Pi-hole FTL dropping connections at high volume - "Operation in progress" and "Max 150 queries" reached

The Issue i am Facing:

Despite OS-level tuning, the Pi-hole FTL service is hitting internal limits and dropping upstream connections. The Diagnosis dashboard frequently reports:

  1. DNSMASQ_WARN: Maximum number of concurrent DNS queries reached (max: 150)

  2. CONNECTION_ERROR: TCP connection failed... (Operation in progress)

  3. CONNECTION_ERROR: Connection prematurely closed by remote server (8.8.8.8#53)

Details about my system:

I am deploying Pi-hole as a primary DNS resolver for a high-speed ISP business. I expect the system to handle thousands of concurrent DNS queries without dropping connections or hitting internal software ceilings.

  • Operating System: Ubuntu 22.04 LTS.

  • Hardware: Dell PowerEdge R960 , 512 GB Memory, 10 TB Storage , 224 GHz CPU core.

  • Customization: Using Nginx as a load balancer for the environment.

    • Applied Kernel/sysctl tuning on Pihole to handle high socket volume:

      • net.ipv4.tcp_tw_reuse = 1

      • net.core.somaxconn = 10000

      • net.ipv4.neigh.default.gc_thresh3 = 8192

Debug Token:

Debug Token → https://tricorder.pi-hole.net/P0e1tzOn/

Please Feel free to post a comment or any better solution to solve this issue permanently. Witting for your solution
Thanks for your support

That max warning message is saying that there is more than 150 queries in flight being resolved by the upstreams. Seeing that the upstream is closing the connection and there are connection issues leads me to believe that the issue lies between Pi-hole and the upstreams.

Since you have hardware with capabilities, I suggest you set up unbound as your recursive resolver and remove the external upstream providers.

Bad idea : DNSmasqd is not meant for such high number of users AFAIK !!

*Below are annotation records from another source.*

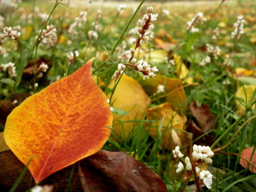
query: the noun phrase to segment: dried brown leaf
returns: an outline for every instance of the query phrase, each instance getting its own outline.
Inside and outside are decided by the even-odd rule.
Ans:
[[[208,107],[204,104],[197,106],[193,101],[189,105],[192,115],[196,120],[198,126],[204,132],[214,128],[215,125],[215,116],[210,112]]]
[[[166,191],[159,175],[124,152],[101,150],[79,163],[92,192]]]

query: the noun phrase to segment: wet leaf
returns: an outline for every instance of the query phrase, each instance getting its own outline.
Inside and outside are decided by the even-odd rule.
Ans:
[[[111,131],[107,98],[91,78],[92,60],[29,97],[7,118],[8,146],[36,181],[96,153]]]
[[[124,152],[101,150],[79,164],[92,192],[166,191],[158,175]]]
[[[253,154],[252,154],[254,148],[253,147],[251,147],[244,149],[242,151],[241,155],[244,157],[248,161],[250,161],[255,166],[256,166],[256,150],[254,151]],[[252,158],[251,159],[251,157],[252,156]],[[244,168],[246,168],[248,167],[249,165],[249,170],[251,171],[254,173],[256,173],[256,168],[254,168],[252,165],[248,164],[248,162],[245,159],[241,158],[239,163],[240,165],[244,167]]]
[[[215,116],[206,105],[203,104],[201,107],[197,106],[195,102],[192,101],[189,104],[189,109],[195,117],[198,126],[203,132],[206,132],[214,128]]]
[[[109,66],[108,69],[102,72],[98,73],[97,74],[102,82],[107,85],[111,81],[111,78],[117,70],[118,66],[118,63],[115,61],[112,61],[111,62],[108,61],[107,64],[108,64]]]
[[[112,88],[114,84],[114,81],[112,81],[109,88]],[[108,98],[109,99],[110,96],[109,95]],[[123,75],[116,89],[112,102],[115,101],[113,105],[114,108],[122,109],[129,113],[123,116],[113,114],[112,133],[121,136],[125,134],[127,137],[133,128],[134,123],[124,122],[140,119],[146,111],[148,98],[137,81],[127,75]],[[123,131],[122,125],[118,123],[117,120],[124,122],[125,132]]]
[[[145,128],[150,129],[149,134],[153,138],[160,138],[162,140],[164,148],[171,150],[176,146],[182,146],[186,143],[185,130],[187,118],[177,113],[171,104],[165,103],[148,109],[147,119],[157,121],[157,123],[145,124]]]

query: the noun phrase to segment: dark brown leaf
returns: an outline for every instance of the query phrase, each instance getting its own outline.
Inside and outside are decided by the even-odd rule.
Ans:
[[[197,106],[192,101],[189,105],[192,115],[196,120],[197,124],[204,132],[213,129],[215,125],[215,116],[210,112],[209,108],[204,104]]]
[[[101,150],[79,163],[92,192],[166,191],[159,176],[125,152]]]
[[[69,166],[54,173],[43,180],[40,185],[52,185],[53,192],[66,191],[73,167],[73,165]],[[23,164],[10,150],[0,153],[0,189],[1,192],[9,191],[24,167]],[[77,169],[77,166],[73,174],[69,190],[70,192],[83,191],[78,176]],[[15,191],[26,191],[35,185],[35,180],[28,171]]]
[[[186,131],[193,133],[193,140],[195,140],[204,133],[192,121],[188,122]],[[211,146],[216,140],[214,137],[210,134],[207,134],[197,140],[195,142],[195,144]]]
[[[35,61],[32,60],[29,61],[28,63],[28,65],[23,71],[23,73],[22,75],[22,80],[30,81],[33,79],[34,75],[33,73],[33,68],[34,62]],[[39,66],[43,62],[45,64],[48,66],[48,69],[46,72],[38,72],[37,69],[39,68]],[[43,78],[50,70],[51,67],[51,61],[45,60],[43,58],[40,57],[36,60],[36,69],[37,71],[36,81],[37,81]]]

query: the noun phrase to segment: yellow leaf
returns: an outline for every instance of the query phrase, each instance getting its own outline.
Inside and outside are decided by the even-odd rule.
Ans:
[[[187,77],[188,74],[188,69],[181,60],[181,57],[180,55],[174,54],[173,55],[175,63],[177,66],[177,76],[178,77],[183,79],[183,83],[188,84],[193,82],[193,79],[191,77]]]
[[[236,96],[239,97],[242,97],[244,99],[245,102],[248,102],[252,98],[252,93],[255,88],[256,85],[246,85],[243,87],[240,87],[236,93]],[[254,99],[256,100],[256,96]],[[238,106],[236,113],[241,116],[245,111],[245,107],[243,103],[240,103],[237,100],[236,100],[236,103]],[[253,110],[255,110],[255,105],[254,105],[251,108]]]
[[[182,146],[186,143],[186,133],[183,131],[186,130],[187,118],[177,112],[172,105],[168,103],[147,110],[147,119],[152,119],[157,122],[152,122],[150,124],[145,124],[146,129],[150,129],[149,135],[153,138],[156,139],[160,137],[163,148],[170,150],[177,145]],[[163,126],[159,130],[161,124]]]
[[[149,96],[156,92],[157,86],[159,84],[164,85],[165,81],[164,94],[166,95],[165,101],[172,104],[175,109],[179,109],[187,100],[187,96],[180,79],[165,77],[157,75],[155,79],[150,78],[146,80],[140,78],[138,81]],[[182,108],[183,112],[186,111],[187,106],[187,104],[183,105]]]
[[[114,83],[114,81],[112,81],[108,87],[113,88]],[[110,94],[108,98],[110,99]],[[127,75],[123,75],[116,89],[112,102],[114,101],[113,106],[114,108],[129,112],[122,116],[113,114],[112,134],[128,136],[133,128],[134,123],[124,122],[124,132],[122,125],[117,120],[124,122],[140,119],[146,111],[148,99],[149,97],[137,81]]]

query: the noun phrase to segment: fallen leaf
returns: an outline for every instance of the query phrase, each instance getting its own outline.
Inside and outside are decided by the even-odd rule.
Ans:
[[[29,93],[16,93],[11,96],[11,98],[12,102],[15,100],[17,101],[17,103],[15,104],[17,106],[20,105],[24,100],[31,95],[31,94]]]
[[[255,89],[256,89],[256,85],[245,85],[240,87],[236,93],[236,96],[243,98],[244,99],[244,101],[248,102],[251,99],[252,96],[252,93]],[[256,96],[255,99],[256,100]],[[236,103],[237,105],[236,113],[240,116],[241,116],[246,109],[244,104],[240,102],[237,100],[236,100]],[[253,110],[255,110],[255,105],[254,105],[251,108]]]
[[[33,68],[34,68],[34,60],[31,60],[28,62],[28,65],[25,68],[23,71],[23,73],[22,74],[22,79],[27,81],[30,81],[34,78],[34,73],[33,73]],[[48,66],[48,68],[46,72],[43,72],[42,71],[37,71],[36,74],[36,81],[41,79],[47,74],[48,72],[50,70],[52,67],[51,61],[50,60],[46,60],[44,58],[40,57],[38,60],[36,61],[36,68],[38,69],[39,66],[42,63],[44,63]],[[41,73],[43,74],[43,76],[39,75],[39,73]],[[40,75],[40,76],[38,76]]]
[[[256,71],[253,70],[248,70],[242,68],[237,68],[235,69],[236,75],[237,77],[250,76],[256,77]]]
[[[113,88],[114,83],[114,81],[112,81],[108,88]],[[110,99],[110,94],[108,97]],[[129,113],[123,116],[113,114],[112,133],[127,137],[133,129],[134,123],[124,122],[140,119],[146,111],[148,99],[149,97],[137,81],[127,75],[123,75],[112,97],[112,102],[115,101],[112,107]],[[117,120],[124,122],[124,132],[122,125],[118,123]]]
[[[53,186],[54,191],[66,191],[71,169],[73,165],[68,166],[56,172],[44,180],[41,186]],[[0,188],[1,192],[8,192],[18,179],[24,165],[9,150],[0,153]],[[82,192],[76,166],[70,185],[70,191]],[[27,171],[15,191],[24,192],[35,185],[35,180],[29,171]]]
[[[197,106],[192,101],[189,104],[189,109],[196,118],[198,127],[205,133],[214,128],[215,125],[215,116],[210,111],[209,108],[204,104]]]
[[[198,139],[198,137],[205,133],[202,131],[201,129],[198,127],[192,121],[191,121],[188,122],[186,130],[188,132],[193,133],[193,140],[197,139],[196,141],[193,143],[194,144],[197,145],[211,146],[216,140],[215,138],[213,136],[210,134],[206,134],[204,137],[201,137],[200,139]]]
[[[158,175],[124,152],[102,150],[79,164],[92,192],[166,191]]]
[[[163,127],[159,130],[163,118]],[[176,146],[181,146],[186,143],[186,133],[184,130],[187,118],[177,113],[171,104],[165,103],[148,109],[146,119],[157,121],[157,123],[152,123],[150,124],[145,124],[145,129],[150,129],[149,135],[155,139],[162,135],[160,139],[164,148],[171,151]]]
[[[10,150],[0,153],[0,188],[7,192],[18,178],[24,165]],[[33,187],[31,174],[27,172],[18,186],[16,191],[26,191]]]
[[[4,139],[4,132],[0,132],[0,152],[4,151],[9,150],[10,148],[7,146]]]
[[[241,155],[245,158],[248,161],[250,161],[253,164],[254,166],[256,166],[256,151],[254,151],[254,153],[252,155],[252,152],[253,151],[253,147],[251,147],[243,149],[242,151]],[[252,159],[251,157],[252,155]],[[240,158],[239,162],[240,164],[242,166],[246,168],[248,167],[248,164],[247,161],[245,159],[242,158]],[[254,168],[252,165],[250,164],[249,164],[249,169],[252,172],[254,173],[256,173],[256,169]]]
[[[91,78],[91,60],[73,74],[29,97],[7,118],[7,145],[36,182],[101,148],[112,115]]]
[[[147,94],[150,96],[156,92],[159,85],[163,85],[165,82],[164,94],[167,94],[165,101],[172,104],[176,110],[178,110],[182,105],[184,104],[182,108],[183,112],[185,112],[187,110],[188,105],[184,104],[187,100],[187,96],[182,87],[182,81],[181,79],[158,75],[155,79],[151,78],[147,79],[147,81],[140,79],[138,81]]]
[[[0,100],[0,123],[3,127],[4,126],[7,116],[15,108],[15,105],[10,100]]]

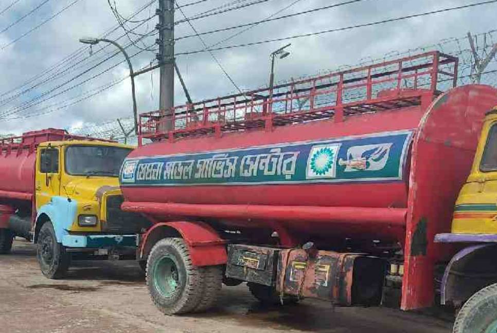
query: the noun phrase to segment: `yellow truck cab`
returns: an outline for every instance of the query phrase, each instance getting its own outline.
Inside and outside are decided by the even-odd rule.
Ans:
[[[497,107],[486,115],[451,232],[435,241],[458,250],[440,285],[441,303],[458,310],[454,333],[497,332]]]
[[[40,144],[33,239],[45,276],[63,276],[72,257],[134,257],[137,234],[148,224],[140,216],[120,210],[119,170],[132,149],[84,140]]]

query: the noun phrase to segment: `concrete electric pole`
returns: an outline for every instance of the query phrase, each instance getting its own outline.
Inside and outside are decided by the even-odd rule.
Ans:
[[[159,108],[168,115],[174,106],[174,0],[159,0],[156,13],[159,16],[157,59],[161,64]],[[170,131],[172,122],[166,121],[161,127],[164,132]]]

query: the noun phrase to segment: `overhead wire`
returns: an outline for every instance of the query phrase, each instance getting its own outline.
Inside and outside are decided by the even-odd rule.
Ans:
[[[3,14],[5,12],[6,12],[7,10],[8,10],[9,9],[10,9],[13,6],[14,6],[14,5],[15,5],[16,3],[17,3],[20,1],[21,1],[21,0],[14,0],[10,5],[9,5],[6,7],[4,8],[3,9],[2,9],[1,11],[0,11],[0,15],[2,15],[2,14]]]
[[[183,10],[182,8],[177,7],[177,4],[176,3],[175,1],[174,2],[174,3],[176,4],[176,6],[177,9],[180,10],[180,12],[181,12],[181,14],[185,17],[185,19],[187,20],[187,22],[188,23],[188,24],[190,25],[190,27],[191,28],[191,29],[193,30],[193,31],[196,33],[197,34],[197,35],[198,35],[199,36],[199,39],[200,40],[200,41],[202,42],[202,43],[204,45],[204,46],[205,46],[206,48],[208,48],[208,46],[207,46],[207,43],[205,43],[205,41],[204,41],[204,39],[203,39],[201,36],[198,34],[197,29],[195,28],[195,27],[194,27],[193,25],[192,24],[191,22],[190,22],[190,20],[188,19],[188,16],[186,16],[186,15],[185,14],[185,12],[183,11]],[[226,77],[228,78],[228,80],[229,80],[229,82],[232,83],[233,86],[236,88],[237,90],[238,90],[238,91],[240,94],[243,94],[241,89],[240,88],[238,85],[235,82],[235,80],[233,80],[233,78],[232,78],[231,76],[229,75],[229,74],[228,73],[228,72],[226,71],[226,69],[224,69],[224,67],[221,64],[221,62],[217,59],[216,55],[214,55],[214,53],[212,52],[210,52],[210,55],[212,57],[212,59],[214,60],[214,61],[216,62],[216,63],[218,65],[218,66],[221,69],[223,73],[224,73],[224,75],[226,76]]]
[[[199,0],[199,1],[196,1],[194,2],[190,3],[189,4],[185,4],[184,5],[182,5],[181,6],[178,6],[178,8],[183,8],[186,7],[189,7],[190,6],[193,6],[194,5],[198,5],[199,4],[201,4],[204,3],[206,1],[210,1],[210,0]]]
[[[132,17],[135,17],[137,15],[139,14],[140,12],[141,12],[143,10],[145,10],[146,8],[147,8],[149,7],[150,6],[151,6],[154,3],[156,2],[156,1],[157,0],[151,0],[151,1],[149,2],[147,4],[146,4],[144,6],[142,6],[141,7],[140,7],[140,8],[139,8],[138,9],[137,9],[134,13],[133,13],[131,15],[130,15],[129,16],[129,17],[130,18],[132,18]],[[134,29],[135,29],[136,28],[137,28],[141,26],[141,25],[142,25],[142,24],[139,24],[137,26],[136,26],[136,27],[134,27],[131,30],[134,30]],[[110,34],[112,33],[113,32],[115,32],[116,30],[117,30],[119,28],[119,26],[120,26],[118,24],[118,25],[116,25],[114,26],[112,28],[111,28],[109,29],[108,29],[105,32],[104,32],[103,34],[102,34],[100,35],[100,38],[105,38],[105,37],[107,37]],[[122,34],[120,35],[119,37],[118,37],[117,39],[115,39],[115,40],[118,41],[121,38],[124,37],[125,35],[125,34]],[[68,68],[66,68],[65,70],[60,70],[60,68],[62,68],[63,66],[66,65],[66,64],[70,64],[71,62],[75,61],[76,59],[77,59],[78,58],[80,58],[81,56],[82,56],[82,55],[83,55],[84,54],[84,52],[86,50],[87,50],[88,49],[88,47],[87,47],[87,46],[82,46],[82,47],[79,48],[76,51],[73,52],[72,53],[71,53],[69,55],[68,55],[66,56],[65,57],[64,57],[64,58],[63,58],[61,60],[59,61],[59,62],[57,62],[56,63],[55,63],[53,65],[51,66],[47,69],[45,70],[45,71],[44,71],[42,73],[37,74],[37,75],[36,75],[32,77],[28,81],[26,81],[25,82],[24,82],[22,84],[21,84],[20,85],[18,85],[18,86],[16,86],[14,88],[12,88],[12,89],[8,90],[8,91],[5,91],[5,92],[0,94],[0,98],[3,97],[4,97],[4,96],[6,96],[7,95],[8,95],[9,94],[12,93],[12,92],[13,92],[14,91],[15,91],[16,90],[19,90],[19,89],[22,88],[23,87],[26,86],[28,85],[28,84],[29,84],[30,83],[31,83],[32,82],[33,82],[37,81],[37,80],[43,78],[43,77],[44,77],[44,76],[45,76],[49,74],[50,73],[52,72],[54,72],[56,70],[59,70],[55,74],[52,75],[51,76],[50,76],[49,78],[48,78],[48,79],[45,79],[44,81],[42,81],[41,82],[39,82],[38,83],[37,83],[37,84],[36,84],[34,86],[32,86],[30,88],[28,88],[27,89],[25,89],[23,92],[22,92],[22,93],[20,93],[20,93],[18,93],[18,94],[16,94],[14,96],[14,98],[15,97],[19,97],[19,96],[22,95],[23,94],[24,94],[25,92],[26,92],[27,91],[30,91],[32,88],[35,88],[35,87],[36,87],[37,86],[39,86],[41,84],[42,84],[43,83],[47,83],[47,82],[49,82],[50,81],[51,81],[53,79],[55,79],[57,78],[58,77],[59,77],[60,76],[61,76],[61,75],[62,75],[64,73],[66,72],[67,71],[67,69],[71,69],[72,68],[74,68],[76,65],[78,65],[79,64],[81,64],[81,63],[85,62],[86,60],[90,59],[91,58],[92,58],[92,57],[93,58],[95,58],[94,57],[95,54],[96,54],[96,53],[98,53],[98,52],[99,52],[100,51],[102,51],[103,49],[104,49],[109,47],[109,46],[110,46],[109,44],[106,44],[103,47],[101,48],[101,49],[100,49],[97,50],[96,52],[94,52],[93,54],[93,55],[88,55],[88,56],[84,58],[82,60],[80,60],[79,61],[78,61],[78,62],[77,62],[74,65],[72,65]],[[11,98],[12,98],[12,96],[10,97],[7,99],[10,99],[10,100],[12,100]],[[0,100],[0,103],[2,103],[3,102],[4,102],[5,101],[5,99]],[[4,104],[5,104],[5,103],[3,103],[3,104],[0,104],[0,105],[4,105]]]
[[[369,23],[364,23],[363,24],[358,24],[353,26],[349,26],[348,27],[345,27],[343,28],[338,28],[335,29],[331,29],[329,30],[323,30],[321,31],[317,31],[316,32],[311,32],[309,33],[305,33],[302,34],[295,35],[293,36],[290,36],[289,37],[283,37],[281,38],[276,38],[273,39],[265,40],[264,41],[260,41],[258,42],[254,42],[252,43],[246,43],[244,44],[235,45],[229,45],[228,46],[223,46],[221,47],[217,47],[215,48],[211,48],[209,51],[219,51],[220,50],[226,50],[232,48],[238,48],[238,47],[245,47],[247,46],[252,46],[254,45],[259,45],[261,44],[266,44],[268,43],[272,43],[274,42],[281,42],[282,41],[288,41],[291,39],[295,39],[297,38],[302,38],[304,37],[309,37],[311,36],[315,36],[321,34],[323,34],[325,33],[328,33],[330,32],[335,32],[337,31],[343,31],[348,30],[351,30],[353,29],[356,29],[358,28],[363,28],[364,27],[369,27],[375,25],[378,25],[379,24],[384,24],[385,23],[388,23],[390,22],[394,22],[396,21],[401,21],[403,20],[407,20],[409,18],[412,18],[414,17],[418,17],[420,16],[426,16],[428,15],[432,15],[434,14],[436,14],[438,13],[441,13],[444,12],[448,12],[453,10],[456,10],[459,9],[463,9],[465,8],[468,8],[470,7],[476,7],[477,6],[481,6],[483,5],[487,5],[490,4],[493,4],[497,3],[497,0],[490,0],[489,1],[484,1],[479,3],[475,3],[473,4],[470,4],[469,5],[466,5],[463,6],[458,6],[457,7],[450,7],[448,8],[444,8],[443,9],[439,9],[437,10],[432,10],[428,12],[425,12],[423,13],[420,13],[419,14],[413,14],[412,15],[409,15],[406,16],[400,16],[398,17],[395,17],[392,18],[388,18],[387,20],[383,20],[380,21],[376,21],[375,22],[370,22]],[[196,50],[194,51],[190,51],[187,52],[182,52],[175,53],[175,55],[185,55],[187,54],[193,54],[198,53],[201,53],[207,51],[208,50],[206,49],[199,49]]]
[[[23,20],[27,17],[28,16],[29,16],[30,15],[31,15],[31,14],[36,12],[37,10],[39,9],[40,8],[41,8],[42,6],[46,4],[49,1],[50,1],[50,0],[44,0],[43,2],[42,2],[41,4],[39,4],[38,6],[37,6],[34,8],[33,8],[29,11],[28,11],[27,13],[26,13],[23,16],[21,16],[20,17],[16,20],[15,21],[14,21],[13,22],[12,22],[12,23],[8,25],[7,27],[4,28],[3,30],[0,31],[0,34],[3,33],[5,31],[7,31],[9,29],[10,29],[11,28],[15,26],[15,25],[16,25],[21,21],[23,21]]]
[[[25,37],[27,35],[29,34],[30,33],[31,33],[33,31],[35,31],[36,30],[37,30],[38,29],[39,29],[42,26],[45,25],[47,22],[49,22],[50,21],[54,20],[56,17],[57,17],[58,16],[59,16],[59,15],[60,15],[61,14],[62,14],[63,12],[64,12],[65,11],[67,10],[67,9],[68,9],[70,7],[72,7],[73,6],[74,6],[75,5],[76,5],[79,1],[80,1],[80,0],[74,0],[74,1],[73,1],[72,3],[70,3],[70,4],[69,4],[68,5],[67,5],[67,6],[66,6],[65,7],[63,7],[62,9],[61,9],[60,10],[59,10],[57,12],[55,13],[55,14],[54,14],[53,15],[52,15],[51,16],[50,16],[49,17],[48,17],[48,18],[47,18],[46,20],[45,20],[45,21],[44,21],[43,22],[42,22],[41,23],[38,24],[38,25],[35,26],[34,27],[33,27],[33,28],[31,28],[30,29],[29,29],[29,30],[28,30],[27,32],[26,32],[22,34],[22,35],[21,35],[20,36],[19,36],[17,38],[14,39],[12,41],[11,41],[8,44],[5,44],[5,45],[3,45],[1,47],[0,47],[0,51],[3,51],[3,50],[5,49],[6,48],[7,48],[7,47],[8,47],[10,45],[11,45],[13,44],[14,44],[14,43],[15,43],[16,42],[17,42],[18,41],[19,41],[21,39],[24,38],[24,37]]]
[[[126,46],[125,46],[124,47],[124,48],[127,48],[127,47],[129,47],[131,45],[132,45],[132,43],[130,43],[127,45],[126,45]],[[143,51],[144,51],[143,50],[140,50],[139,52],[135,53],[133,55],[130,55],[130,58],[133,58],[133,57],[134,57],[138,55],[138,54],[140,53],[141,52],[143,52]],[[90,72],[92,69],[93,69],[97,67],[100,65],[101,65],[102,64],[103,64],[105,62],[107,61],[108,60],[111,59],[112,58],[114,58],[114,57],[116,57],[116,55],[117,55],[119,54],[120,54],[120,53],[121,53],[120,51],[117,51],[117,52],[113,53],[110,57],[106,58],[103,60],[102,60],[102,61],[98,62],[96,65],[95,65],[94,66],[92,66],[90,68],[88,68],[88,69],[84,70],[83,71],[81,72],[81,73],[79,73],[79,74],[78,74],[76,76],[72,78],[69,80],[66,80],[66,81],[64,81],[62,83],[61,83],[61,84],[58,85],[57,86],[56,86],[56,87],[55,87],[54,88],[52,88],[50,90],[47,90],[47,91],[46,91],[42,93],[41,95],[40,95],[37,96],[36,97],[34,97],[34,98],[32,98],[32,99],[31,99],[30,100],[29,100],[28,101],[26,101],[25,102],[23,102],[23,103],[22,103],[21,104],[20,104],[19,105],[18,105],[17,106],[15,106],[15,107],[13,107],[12,108],[11,108],[9,109],[8,110],[7,110],[6,111],[5,111],[4,112],[0,113],[0,117],[4,117],[5,116],[11,115],[12,115],[12,114],[15,114],[15,113],[17,113],[20,112],[21,111],[23,111],[23,110],[25,110],[25,109],[26,109],[27,108],[30,108],[30,107],[32,107],[34,105],[39,104],[40,104],[41,103],[43,103],[43,102],[45,102],[45,101],[46,101],[47,100],[48,100],[49,99],[51,99],[54,98],[54,97],[56,97],[57,96],[60,96],[60,95],[62,95],[62,94],[63,94],[64,92],[66,92],[67,91],[69,91],[70,90],[72,90],[72,89],[74,89],[74,88],[76,88],[76,87],[79,86],[80,86],[80,85],[82,85],[82,84],[84,84],[84,83],[86,83],[86,82],[88,82],[88,81],[90,81],[91,80],[93,80],[93,79],[94,79],[98,77],[98,76],[100,76],[102,74],[103,74],[104,73],[109,71],[109,70],[111,70],[111,69],[115,68],[116,67],[117,67],[119,65],[121,64],[121,63],[123,63],[126,61],[125,60],[123,60],[123,61],[122,61],[118,63],[117,64],[113,65],[112,66],[111,66],[110,67],[108,67],[106,69],[104,69],[104,70],[100,72],[99,73],[98,73],[97,75],[94,75],[94,76],[90,77],[90,78],[87,79],[86,79],[86,80],[84,80],[84,81],[82,81],[81,82],[79,82],[77,84],[76,84],[76,85],[74,85],[74,86],[72,86],[71,87],[70,87],[68,89],[65,89],[64,90],[62,90],[62,91],[60,91],[59,92],[58,92],[57,94],[56,94],[55,95],[53,95],[50,96],[49,97],[47,97],[47,98],[42,99],[41,101],[40,100],[40,99],[42,99],[43,97],[45,97],[45,96],[46,96],[47,95],[50,95],[52,92],[53,92],[54,91],[57,90],[59,88],[61,88],[62,87],[64,86],[64,85],[67,85],[68,83],[70,83],[71,82],[74,81],[74,80],[75,80],[81,77],[81,76],[82,76],[84,74],[86,74],[86,73]],[[38,102],[37,102],[37,101],[38,101]]]
[[[184,22],[188,22],[190,21],[194,21],[196,20],[199,20],[200,18],[204,18],[205,17],[208,17],[209,16],[214,16],[215,15],[223,14],[224,13],[231,11],[232,10],[236,10],[237,9],[241,9],[242,8],[245,8],[246,7],[250,7],[251,6],[254,6],[254,5],[258,5],[259,4],[262,4],[262,3],[267,2],[270,1],[271,0],[257,0],[256,1],[254,1],[253,2],[249,3],[248,4],[240,5],[240,6],[238,6],[230,7],[229,8],[227,8],[226,9],[223,9],[222,10],[215,11],[214,13],[207,12],[207,13],[205,13],[205,14],[201,13],[200,14],[198,14],[198,15],[194,15],[192,16],[191,17],[189,17],[188,20],[187,20],[186,18],[185,18],[184,20],[180,20],[179,21],[175,21],[174,22],[174,24],[178,25],[178,24],[180,24],[180,23],[183,23]]]
[[[232,27],[228,27],[227,28],[223,28],[222,29],[215,29],[215,30],[209,30],[208,31],[205,31],[204,32],[200,32],[199,33],[199,34],[200,34],[201,35],[206,35],[206,34],[212,34],[212,33],[217,33],[217,32],[221,32],[222,31],[226,31],[230,30],[233,30],[234,29],[238,29],[239,28],[243,28],[244,27],[249,27],[249,26],[254,26],[254,25],[258,25],[259,24],[260,24],[261,23],[266,23],[267,22],[273,22],[273,21],[277,21],[277,20],[282,20],[283,18],[288,18],[289,17],[293,17],[296,16],[300,15],[304,15],[304,14],[309,14],[310,13],[313,13],[313,12],[316,12],[316,11],[321,11],[321,10],[325,10],[325,9],[331,9],[331,8],[333,8],[337,7],[340,7],[341,6],[344,6],[345,5],[349,5],[350,4],[353,4],[354,3],[357,3],[357,2],[361,2],[361,1],[365,1],[365,0],[351,0],[350,1],[345,1],[345,2],[341,2],[341,3],[338,3],[338,4],[334,4],[333,5],[331,5],[330,6],[325,6],[324,7],[319,7],[318,8],[315,8],[314,9],[310,9],[309,10],[305,10],[304,11],[299,12],[298,13],[295,13],[294,14],[290,14],[289,15],[285,15],[281,16],[279,16],[279,17],[277,17],[268,18],[265,18],[264,20],[261,20],[259,21],[256,21],[255,22],[251,22],[250,23],[245,23],[245,24],[239,24],[239,25],[238,25],[233,26]],[[274,16],[274,15],[273,16]],[[194,34],[190,34],[190,35],[184,35],[184,36],[181,36],[180,37],[177,37],[177,38],[175,38],[174,39],[174,40],[175,40],[175,41],[179,41],[179,40],[182,40],[182,39],[186,39],[186,38],[190,38],[191,37],[196,37],[196,36],[197,36],[197,35],[196,35]]]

And since Pi-Hole’s FTLDNS is based on DNSmasqd… yep… you guessed it… :wink:

Do you run proxmox?

https://discourse.pi-hole.net/t/my-v8-pi-hole-instance-with-debian-12-proxmox-vms/85655/7

Note: I can only really test the cached speed on my nbn connection

Pi-hole should handle it quite easily.

Thank you for your explanation.

At this stage, I prefer not to deploy Unbound as a recursive resolver in my environment. My setup is designed to rely on external upstream DNS providers, and I would like to keep that architecture unchanged.

What concerns me is that this issue did not occur in Pi-hole v5, where the system was stable under similar or even higher query loads. However, in the latest version, I am observing the “max queries in flight” warning along with upstream connection closures, which suggests a behavioral or performance change rather than a pure capacity limitation.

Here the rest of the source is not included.